Bob, since I am not a philosopher and most likely a majority of visitors to this blog are also untrained in this discipline, can you help us understand,in easy to understand terms, the nature of the methodology Lindsay is utilizing and why you see the method fails to consider "natural law ethics". Further, what is "natural law ethics"? Sorry, Bob, to put the education/teaching burden on you though also if Steve Latham or another ethicist is around, they might help too. The section of Lindsay's paper that describes the methodology is pasted below. ..Maurice.
Many moral philosophers utilize what is sometimes referred to as the
method of reflective equilibrium. This approach is also referred to as
the coherence model of justification. Whatever its label, the method
seeks to test our initial moral judgments by detailing and examining the
consequences of adhering to these judgments. One then tries to
systematize the judgments and their consequences in a set of general
moral principles that can explain and account for these judgments. These
principles are themselves tested against our background theories, both
moral and nonmoral. Judgments and principles that cannot be rendered
consistent with each other and our background theories will need to be
modified or discarded. Moreover, in this method, the testing and process
of justification works in the other direction as well, that is, theories
and principles are evaluated against our considered moral judgments to
determine whether our more general commitments may require adjustments
(hence the derivation of the term "reflective equilibrium"). Although
not universally accepted, many bioethicists do follow this method
(Beauchamp and Childress 2001; DeGrazia 1996) and it has the virtue of
forcing us to examine critically many of our moral beliefs by
considering their consequences and their consistency with our other
beliefs.
You can read a good overview of "natural law theory" in ethics, at least the version that derives from Thomas Aquinas, at the Stanford Encyclopedia of Philosophy:
http://plato.stanford.edu/entries/natural-law-ethics/
People who embrace this view of ethics are not likely to be persuaded that their views are inconsistent, either with each other or with accepted background knowledge.

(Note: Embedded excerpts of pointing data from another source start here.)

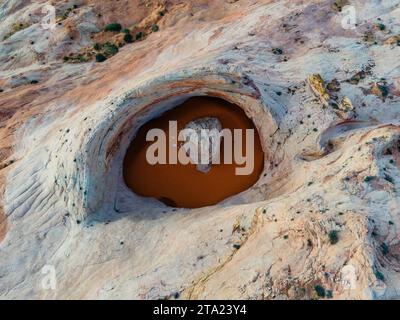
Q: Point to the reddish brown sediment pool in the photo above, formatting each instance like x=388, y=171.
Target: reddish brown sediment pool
x=180, y=185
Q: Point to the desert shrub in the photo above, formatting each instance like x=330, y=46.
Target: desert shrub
x=379, y=275
x=128, y=38
x=100, y=57
x=333, y=237
x=320, y=291
x=110, y=49
x=139, y=35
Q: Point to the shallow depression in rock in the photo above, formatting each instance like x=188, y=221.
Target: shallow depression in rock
x=180, y=185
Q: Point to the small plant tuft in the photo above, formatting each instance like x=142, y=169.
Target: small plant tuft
x=100, y=57
x=333, y=236
x=320, y=291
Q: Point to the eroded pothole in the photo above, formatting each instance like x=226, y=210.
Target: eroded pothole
x=184, y=185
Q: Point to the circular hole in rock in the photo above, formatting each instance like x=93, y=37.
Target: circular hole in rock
x=194, y=185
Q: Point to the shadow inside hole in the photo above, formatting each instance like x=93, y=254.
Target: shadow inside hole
x=183, y=186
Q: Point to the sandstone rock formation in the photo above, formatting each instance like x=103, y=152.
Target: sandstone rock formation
x=206, y=143
x=326, y=206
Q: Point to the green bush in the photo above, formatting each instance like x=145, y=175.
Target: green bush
x=110, y=49
x=128, y=38
x=333, y=237
x=100, y=57
x=320, y=291
x=139, y=35
x=115, y=27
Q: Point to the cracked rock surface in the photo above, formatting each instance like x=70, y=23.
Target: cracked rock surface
x=328, y=200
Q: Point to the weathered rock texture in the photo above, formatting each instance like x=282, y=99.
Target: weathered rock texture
x=329, y=197
x=205, y=141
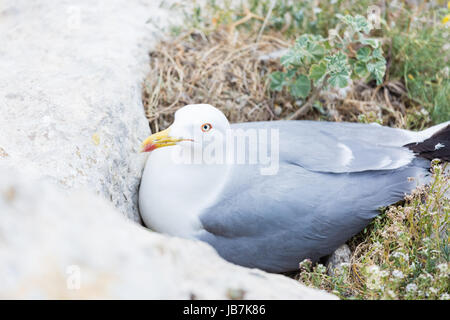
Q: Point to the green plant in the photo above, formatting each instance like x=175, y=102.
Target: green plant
x=315, y=63
x=404, y=253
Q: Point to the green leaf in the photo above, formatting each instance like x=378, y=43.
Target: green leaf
x=361, y=69
x=377, y=54
x=363, y=54
x=291, y=57
x=377, y=70
x=315, y=50
x=277, y=81
x=374, y=43
x=362, y=24
x=317, y=71
x=301, y=87
x=339, y=80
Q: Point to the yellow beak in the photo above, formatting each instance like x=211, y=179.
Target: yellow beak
x=159, y=140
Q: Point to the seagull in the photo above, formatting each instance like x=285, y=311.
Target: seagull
x=311, y=186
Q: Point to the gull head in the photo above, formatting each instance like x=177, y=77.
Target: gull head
x=173, y=192
x=193, y=124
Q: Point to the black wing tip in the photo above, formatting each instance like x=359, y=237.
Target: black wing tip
x=435, y=147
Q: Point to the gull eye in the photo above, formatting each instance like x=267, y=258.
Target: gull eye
x=206, y=127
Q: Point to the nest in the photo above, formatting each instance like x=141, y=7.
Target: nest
x=230, y=71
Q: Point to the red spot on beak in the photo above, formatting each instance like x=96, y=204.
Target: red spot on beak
x=149, y=147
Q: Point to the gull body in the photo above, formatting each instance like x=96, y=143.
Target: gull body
x=331, y=180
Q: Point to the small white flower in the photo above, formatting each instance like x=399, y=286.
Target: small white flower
x=443, y=268
x=392, y=294
x=398, y=274
x=412, y=287
x=373, y=280
x=433, y=290
x=398, y=254
x=445, y=296
x=384, y=274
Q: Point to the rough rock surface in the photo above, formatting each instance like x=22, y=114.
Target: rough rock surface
x=54, y=245
x=70, y=91
x=71, y=119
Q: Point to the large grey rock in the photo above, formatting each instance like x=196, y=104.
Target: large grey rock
x=54, y=245
x=70, y=91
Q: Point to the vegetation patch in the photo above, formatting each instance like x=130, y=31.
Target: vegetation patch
x=273, y=60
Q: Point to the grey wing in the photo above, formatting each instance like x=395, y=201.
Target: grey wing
x=274, y=222
x=339, y=147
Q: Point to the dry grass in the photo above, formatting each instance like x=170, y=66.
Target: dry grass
x=226, y=70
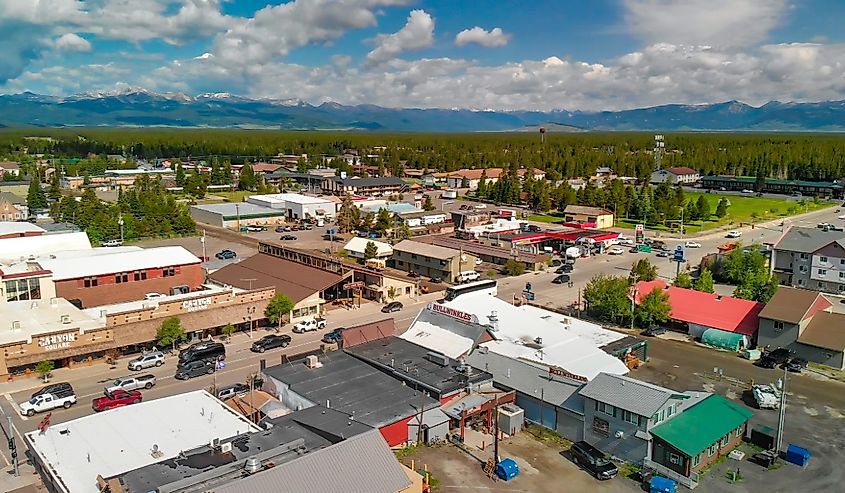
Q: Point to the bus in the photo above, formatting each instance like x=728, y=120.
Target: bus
x=488, y=286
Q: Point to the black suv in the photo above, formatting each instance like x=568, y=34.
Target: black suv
x=593, y=460
x=270, y=342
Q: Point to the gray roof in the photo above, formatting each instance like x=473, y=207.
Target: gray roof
x=627, y=393
x=362, y=464
x=528, y=379
x=352, y=386
x=808, y=240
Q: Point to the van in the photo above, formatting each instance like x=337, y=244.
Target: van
x=468, y=276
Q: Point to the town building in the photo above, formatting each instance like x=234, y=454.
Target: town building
x=432, y=260
x=236, y=214
x=680, y=175
x=580, y=216
x=810, y=258
x=803, y=321
x=721, y=321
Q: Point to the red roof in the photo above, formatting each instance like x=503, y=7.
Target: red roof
x=710, y=310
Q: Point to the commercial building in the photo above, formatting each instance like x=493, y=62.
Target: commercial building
x=236, y=214
x=432, y=260
x=722, y=321
x=810, y=258
x=297, y=207
x=680, y=175
x=587, y=217
x=802, y=320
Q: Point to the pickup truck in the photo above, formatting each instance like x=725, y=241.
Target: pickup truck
x=118, y=398
x=310, y=324
x=132, y=383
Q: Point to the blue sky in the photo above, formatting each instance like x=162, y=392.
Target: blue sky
x=500, y=54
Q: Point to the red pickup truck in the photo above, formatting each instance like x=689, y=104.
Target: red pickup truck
x=117, y=398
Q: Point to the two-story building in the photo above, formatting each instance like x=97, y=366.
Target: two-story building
x=811, y=258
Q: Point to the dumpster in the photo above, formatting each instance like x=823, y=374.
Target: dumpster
x=507, y=469
x=659, y=484
x=797, y=455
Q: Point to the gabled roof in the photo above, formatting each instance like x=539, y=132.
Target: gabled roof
x=793, y=304
x=702, y=425
x=707, y=309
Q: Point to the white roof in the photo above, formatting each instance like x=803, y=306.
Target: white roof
x=35, y=318
x=358, y=245
x=15, y=227
x=121, y=440
x=111, y=260
x=565, y=342
x=12, y=249
x=433, y=337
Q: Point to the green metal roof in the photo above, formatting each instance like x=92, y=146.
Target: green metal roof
x=702, y=425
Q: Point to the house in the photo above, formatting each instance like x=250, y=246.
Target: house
x=810, y=258
x=680, y=175
x=587, y=217
x=721, y=321
x=698, y=437
x=801, y=320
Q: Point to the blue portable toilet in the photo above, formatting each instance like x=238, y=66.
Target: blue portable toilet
x=659, y=484
x=507, y=469
x=797, y=455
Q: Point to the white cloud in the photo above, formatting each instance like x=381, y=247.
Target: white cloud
x=493, y=38
x=416, y=34
x=703, y=22
x=73, y=42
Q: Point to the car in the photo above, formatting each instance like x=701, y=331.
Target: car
x=393, y=306
x=333, y=337
x=195, y=369
x=225, y=255
x=148, y=360
x=592, y=460
x=309, y=324
x=118, y=398
x=270, y=342
x=132, y=383
x=561, y=279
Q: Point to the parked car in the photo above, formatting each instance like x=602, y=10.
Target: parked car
x=592, y=460
x=132, y=383
x=270, y=342
x=195, y=369
x=309, y=325
x=333, y=337
x=225, y=254
x=391, y=307
x=118, y=398
x=155, y=358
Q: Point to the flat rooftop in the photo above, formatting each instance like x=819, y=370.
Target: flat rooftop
x=115, y=442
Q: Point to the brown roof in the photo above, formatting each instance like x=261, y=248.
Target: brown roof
x=296, y=281
x=372, y=331
x=826, y=330
x=792, y=304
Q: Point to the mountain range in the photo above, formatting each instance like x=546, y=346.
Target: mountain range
x=140, y=108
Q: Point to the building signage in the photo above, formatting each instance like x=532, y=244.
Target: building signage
x=554, y=370
x=451, y=312
x=196, y=304
x=56, y=341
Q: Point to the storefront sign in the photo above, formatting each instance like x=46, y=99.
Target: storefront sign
x=56, y=341
x=554, y=370
x=196, y=304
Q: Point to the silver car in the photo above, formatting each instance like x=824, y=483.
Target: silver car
x=148, y=360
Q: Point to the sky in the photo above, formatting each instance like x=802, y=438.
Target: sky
x=479, y=54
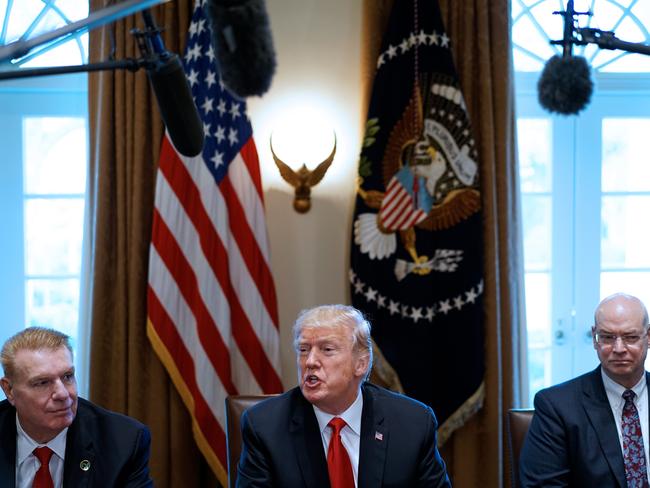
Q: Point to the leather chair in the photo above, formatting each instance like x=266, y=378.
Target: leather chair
x=518, y=422
x=235, y=406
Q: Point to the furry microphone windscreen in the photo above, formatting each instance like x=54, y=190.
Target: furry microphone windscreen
x=241, y=35
x=565, y=86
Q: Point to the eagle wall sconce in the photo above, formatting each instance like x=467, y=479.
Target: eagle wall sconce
x=303, y=179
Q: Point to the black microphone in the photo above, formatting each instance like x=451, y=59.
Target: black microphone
x=241, y=36
x=173, y=92
x=565, y=86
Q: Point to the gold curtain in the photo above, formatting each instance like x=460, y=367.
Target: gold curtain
x=126, y=132
x=480, y=40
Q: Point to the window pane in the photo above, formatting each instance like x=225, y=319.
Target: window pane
x=539, y=371
x=625, y=237
x=536, y=217
x=66, y=53
x=626, y=150
x=55, y=155
x=53, y=303
x=53, y=236
x=535, y=144
x=538, y=306
x=532, y=48
x=634, y=283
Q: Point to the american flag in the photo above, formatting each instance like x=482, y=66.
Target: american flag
x=213, y=317
x=405, y=203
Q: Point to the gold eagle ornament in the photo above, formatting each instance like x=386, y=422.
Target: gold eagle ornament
x=303, y=179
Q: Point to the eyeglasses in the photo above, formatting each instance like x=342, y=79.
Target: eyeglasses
x=605, y=339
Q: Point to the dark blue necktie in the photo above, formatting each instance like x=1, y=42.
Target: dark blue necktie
x=633, y=452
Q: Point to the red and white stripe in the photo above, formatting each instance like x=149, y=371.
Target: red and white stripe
x=398, y=211
x=212, y=303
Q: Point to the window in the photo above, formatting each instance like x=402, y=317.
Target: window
x=43, y=141
x=585, y=184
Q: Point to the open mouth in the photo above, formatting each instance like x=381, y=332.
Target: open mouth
x=311, y=380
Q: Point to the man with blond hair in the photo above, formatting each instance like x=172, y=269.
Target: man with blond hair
x=50, y=438
x=334, y=430
x=593, y=429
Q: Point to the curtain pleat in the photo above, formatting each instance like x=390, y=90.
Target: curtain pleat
x=126, y=133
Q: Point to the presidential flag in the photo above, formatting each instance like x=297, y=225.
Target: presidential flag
x=416, y=255
x=213, y=317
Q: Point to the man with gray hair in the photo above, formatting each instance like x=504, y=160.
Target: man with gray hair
x=593, y=429
x=335, y=429
x=50, y=438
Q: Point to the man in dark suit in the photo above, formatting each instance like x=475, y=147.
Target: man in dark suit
x=593, y=430
x=51, y=438
x=333, y=431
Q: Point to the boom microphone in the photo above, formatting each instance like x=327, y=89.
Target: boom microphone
x=173, y=92
x=565, y=86
x=241, y=36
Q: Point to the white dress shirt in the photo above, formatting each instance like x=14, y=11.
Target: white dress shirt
x=350, y=434
x=616, y=402
x=27, y=464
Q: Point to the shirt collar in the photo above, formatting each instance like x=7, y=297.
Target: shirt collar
x=25, y=445
x=352, y=415
x=613, y=389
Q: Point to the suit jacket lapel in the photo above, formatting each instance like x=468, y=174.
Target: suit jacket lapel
x=8, y=446
x=79, y=464
x=600, y=415
x=308, y=444
x=375, y=436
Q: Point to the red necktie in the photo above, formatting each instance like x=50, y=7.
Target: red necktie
x=43, y=479
x=338, y=461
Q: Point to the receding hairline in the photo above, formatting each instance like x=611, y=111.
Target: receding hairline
x=32, y=339
x=621, y=297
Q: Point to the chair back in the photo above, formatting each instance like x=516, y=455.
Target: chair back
x=235, y=406
x=518, y=422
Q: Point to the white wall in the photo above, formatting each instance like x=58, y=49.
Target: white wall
x=317, y=45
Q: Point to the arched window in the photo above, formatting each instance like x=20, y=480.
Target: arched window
x=585, y=183
x=43, y=141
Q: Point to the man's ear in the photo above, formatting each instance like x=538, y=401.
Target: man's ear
x=6, y=387
x=362, y=365
x=593, y=337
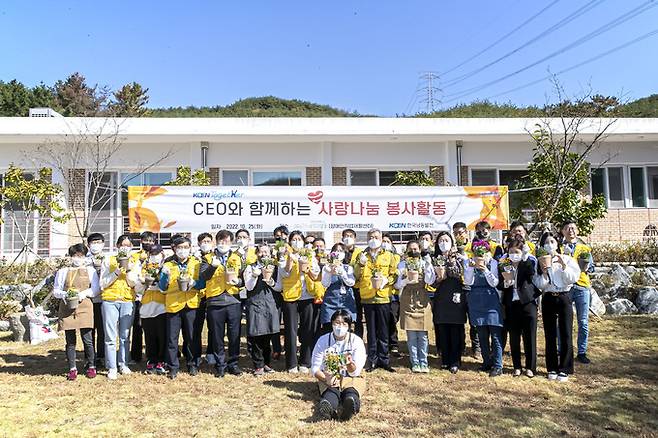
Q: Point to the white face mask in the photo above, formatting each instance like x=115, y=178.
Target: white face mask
x=515, y=258
x=96, y=248
x=374, y=243
x=340, y=331
x=78, y=261
x=182, y=253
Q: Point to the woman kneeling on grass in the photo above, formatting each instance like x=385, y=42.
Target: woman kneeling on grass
x=74, y=287
x=338, y=359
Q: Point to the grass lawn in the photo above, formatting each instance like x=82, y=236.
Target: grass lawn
x=617, y=395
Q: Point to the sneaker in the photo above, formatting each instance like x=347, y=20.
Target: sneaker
x=160, y=369
x=72, y=375
x=325, y=409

"Reflective equilibrium" describes a process where we try to arrive at a judgment that reflects all the relevant factors when there are many factors that bear on our decision, not all of which point toward the same conclusion. (It's actually modeled on analogy to the method of summation of forces in classical mechanics.) But the method must take as given what those factors are, and how much "force" each exerts in the situation. It's precisely on those points that there is fundamental disagreement regarding the morality of ESCR.
So, since Lindsay's argument starts with premises and assumptions that will be rejected by many opponents of ESCR, those opponents are not going to accept the conclusions he reaches.
I think there is an assumption among many bioethicists that the aim of practical ethics must be to reach a consensus about the issues. But what if the only "consensus" is that people have fundamental disagreements? I think that traditional liberalism is based on the recognition that we cannot always achieve consensus on substantive issues, but still need to live with each other.
this is the truth about embryonic stem cell research in the US--it is being hyped for political and financial reasons. The truth, on the other hand, is that embryonic stem cells are giving no home for any sort of cure, and have no promise of ever doing so. This, while at the same time, all evidence points to great potential in other areas of stem cell research.